A package to compute a cumulative history for time-series of perceptual dominance in bistable displays.

Estimates cumulative history, an estimate of accumulating adaptation/prediction error for the dominant percept, for time-series for continuously viewed bistable perceptual rivalry displays. Computes cumulative history via a homogeneous first order differential process. I.e., it assumes exponential growth/decay of the history as a function of time and perceptually dominant state. Supports Gamma, log normal, and normal distribution families.

If you use the toolbox in your work, please cite Pastukhov, A., (2022). bistablehistory: an R package for history-dependent analysis of perceptual time series. Journal of Open Source Software, 7(70), 3901, https://doi.org/10.21105/joss.03901

Installation

For current stable version use

install.packages("bistablehistory")

The master branch is the development version. To install it please use

library("devtools")
install_github("alexander-pastukhov/bistablehistory", dependencies = TRUE)

Note

This package uses Stan, a “state-of-the-art platform for statistical modeling and high-performance statistical computation”. Therefore, it depends on the package rstantools, which in turn depends on the rstan package, which uses the V8 JavaScript library, through the V8 R package.

Therefore, you will need to install the V8 JavaScript library on your system, and it is recommended that you also install the V8 R package beforehand. For detailed instructions, please see https://github.com/jeroen/v8.

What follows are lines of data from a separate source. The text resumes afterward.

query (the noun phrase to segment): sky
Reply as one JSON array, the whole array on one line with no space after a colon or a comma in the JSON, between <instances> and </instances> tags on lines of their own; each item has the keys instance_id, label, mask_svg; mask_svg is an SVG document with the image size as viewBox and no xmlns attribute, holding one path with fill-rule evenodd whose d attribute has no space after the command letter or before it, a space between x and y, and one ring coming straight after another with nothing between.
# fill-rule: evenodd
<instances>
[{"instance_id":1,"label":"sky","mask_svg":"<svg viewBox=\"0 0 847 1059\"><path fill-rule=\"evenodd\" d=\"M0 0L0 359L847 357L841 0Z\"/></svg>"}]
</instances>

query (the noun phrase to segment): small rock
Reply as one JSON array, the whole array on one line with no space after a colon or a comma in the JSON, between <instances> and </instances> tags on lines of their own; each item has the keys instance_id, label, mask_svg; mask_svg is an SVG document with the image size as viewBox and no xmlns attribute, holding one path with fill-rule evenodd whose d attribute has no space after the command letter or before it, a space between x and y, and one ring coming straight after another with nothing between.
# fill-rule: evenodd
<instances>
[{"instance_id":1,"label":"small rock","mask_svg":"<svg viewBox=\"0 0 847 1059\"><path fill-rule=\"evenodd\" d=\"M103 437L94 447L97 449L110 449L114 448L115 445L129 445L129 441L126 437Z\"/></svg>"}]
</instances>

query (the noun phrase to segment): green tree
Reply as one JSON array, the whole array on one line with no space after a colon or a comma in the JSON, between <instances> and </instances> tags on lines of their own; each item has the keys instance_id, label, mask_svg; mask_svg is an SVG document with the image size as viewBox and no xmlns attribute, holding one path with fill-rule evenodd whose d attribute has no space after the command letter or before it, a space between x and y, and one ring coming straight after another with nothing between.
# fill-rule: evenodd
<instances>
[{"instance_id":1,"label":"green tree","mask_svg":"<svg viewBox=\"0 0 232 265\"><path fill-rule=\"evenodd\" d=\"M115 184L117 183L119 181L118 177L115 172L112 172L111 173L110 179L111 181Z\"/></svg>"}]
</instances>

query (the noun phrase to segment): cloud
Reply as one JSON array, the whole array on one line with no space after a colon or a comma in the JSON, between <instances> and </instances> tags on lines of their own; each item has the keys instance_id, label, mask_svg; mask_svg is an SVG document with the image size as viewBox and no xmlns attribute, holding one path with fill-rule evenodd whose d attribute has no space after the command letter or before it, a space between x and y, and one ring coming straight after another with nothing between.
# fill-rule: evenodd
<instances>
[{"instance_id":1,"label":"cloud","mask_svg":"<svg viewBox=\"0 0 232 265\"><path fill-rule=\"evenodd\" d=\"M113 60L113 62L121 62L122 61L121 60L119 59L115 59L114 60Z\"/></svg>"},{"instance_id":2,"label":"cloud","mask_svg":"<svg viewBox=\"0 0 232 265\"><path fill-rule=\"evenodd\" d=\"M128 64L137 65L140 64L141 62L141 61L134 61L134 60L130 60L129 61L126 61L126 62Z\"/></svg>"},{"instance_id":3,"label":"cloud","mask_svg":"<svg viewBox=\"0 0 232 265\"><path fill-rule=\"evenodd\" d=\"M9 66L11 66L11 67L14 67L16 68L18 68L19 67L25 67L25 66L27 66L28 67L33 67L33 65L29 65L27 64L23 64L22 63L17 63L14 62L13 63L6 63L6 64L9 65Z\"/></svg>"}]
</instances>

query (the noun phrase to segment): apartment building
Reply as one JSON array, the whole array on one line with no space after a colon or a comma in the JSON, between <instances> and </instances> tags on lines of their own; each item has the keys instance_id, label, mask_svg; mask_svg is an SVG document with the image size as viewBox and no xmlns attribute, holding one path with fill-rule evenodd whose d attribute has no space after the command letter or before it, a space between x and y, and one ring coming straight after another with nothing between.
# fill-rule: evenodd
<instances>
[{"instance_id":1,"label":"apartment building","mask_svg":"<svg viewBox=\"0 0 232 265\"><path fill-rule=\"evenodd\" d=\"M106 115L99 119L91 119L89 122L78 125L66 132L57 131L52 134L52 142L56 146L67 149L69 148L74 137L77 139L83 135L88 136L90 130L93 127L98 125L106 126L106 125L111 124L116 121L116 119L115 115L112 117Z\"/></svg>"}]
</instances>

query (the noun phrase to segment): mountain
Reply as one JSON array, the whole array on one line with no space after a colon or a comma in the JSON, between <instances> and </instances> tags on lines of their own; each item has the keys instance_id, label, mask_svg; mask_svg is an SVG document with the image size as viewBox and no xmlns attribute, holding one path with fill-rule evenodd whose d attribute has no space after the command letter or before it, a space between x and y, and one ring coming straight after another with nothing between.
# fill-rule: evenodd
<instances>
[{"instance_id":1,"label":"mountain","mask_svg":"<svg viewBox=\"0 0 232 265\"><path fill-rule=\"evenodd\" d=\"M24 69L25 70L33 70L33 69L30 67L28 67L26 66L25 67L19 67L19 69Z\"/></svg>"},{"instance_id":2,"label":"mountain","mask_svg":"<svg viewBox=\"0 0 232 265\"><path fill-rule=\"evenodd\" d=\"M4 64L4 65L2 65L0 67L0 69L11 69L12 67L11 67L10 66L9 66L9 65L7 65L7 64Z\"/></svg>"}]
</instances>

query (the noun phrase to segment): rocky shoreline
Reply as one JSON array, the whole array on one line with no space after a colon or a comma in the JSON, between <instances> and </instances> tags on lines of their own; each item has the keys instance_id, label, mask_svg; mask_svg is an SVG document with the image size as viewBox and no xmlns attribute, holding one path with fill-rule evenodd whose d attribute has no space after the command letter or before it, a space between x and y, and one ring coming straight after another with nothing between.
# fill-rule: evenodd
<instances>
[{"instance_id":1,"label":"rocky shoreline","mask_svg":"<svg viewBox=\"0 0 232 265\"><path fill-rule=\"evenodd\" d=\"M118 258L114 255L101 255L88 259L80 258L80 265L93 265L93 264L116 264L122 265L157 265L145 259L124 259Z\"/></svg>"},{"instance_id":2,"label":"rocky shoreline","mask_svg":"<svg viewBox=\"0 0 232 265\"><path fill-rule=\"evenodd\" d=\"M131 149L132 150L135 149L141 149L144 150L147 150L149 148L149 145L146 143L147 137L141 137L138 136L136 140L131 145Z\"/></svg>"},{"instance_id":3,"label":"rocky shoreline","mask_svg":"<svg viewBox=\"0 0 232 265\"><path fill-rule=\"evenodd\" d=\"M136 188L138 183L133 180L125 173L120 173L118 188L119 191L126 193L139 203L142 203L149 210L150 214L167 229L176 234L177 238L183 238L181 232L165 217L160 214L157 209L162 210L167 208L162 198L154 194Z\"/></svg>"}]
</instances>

You will also need the R package curl, which depends on libcurl-* in various operating systems. Please see the documentation at https://cran.r-project.org/package=curl.

Usage

The main function is fit_cumhist that takes a data frame with time-series as the first argument. Minimally, you need to specify state — string with the column name that encodes perceptually dominant state — and either duration (column name with duration of individual dominance phases) or onset (column name with onset times of individual dominance phases). Thus, for a simplest case of a single subject and single run/block measurement with all defaults (gamma distribution, fitted cumulative history time constant but fixed mixed state value and history mixing proportion) the call would be

library(bistablehistory)
data(br_singleblock)
gamma_fit <- fit_cumhist(br_singleblock,
                         state = "State",
                         duration = "Duration")

or, equivalently

library(bistablehistory)
data(br_singleblock)
gamma_fit <- fit_cumhist(br_singleblock,
                         state = "State",
                         onset = "Time")

Now you can look at the fitted value for history time constant via

history_tau(gamma_fit)

and main effect of history for both parameters of gamma distribution

coef(gamma_fit)

For further details please see vignettes on package usage (Usage examples and Cumulative history) and on an example of writing Stan code directly (Writing Stan code).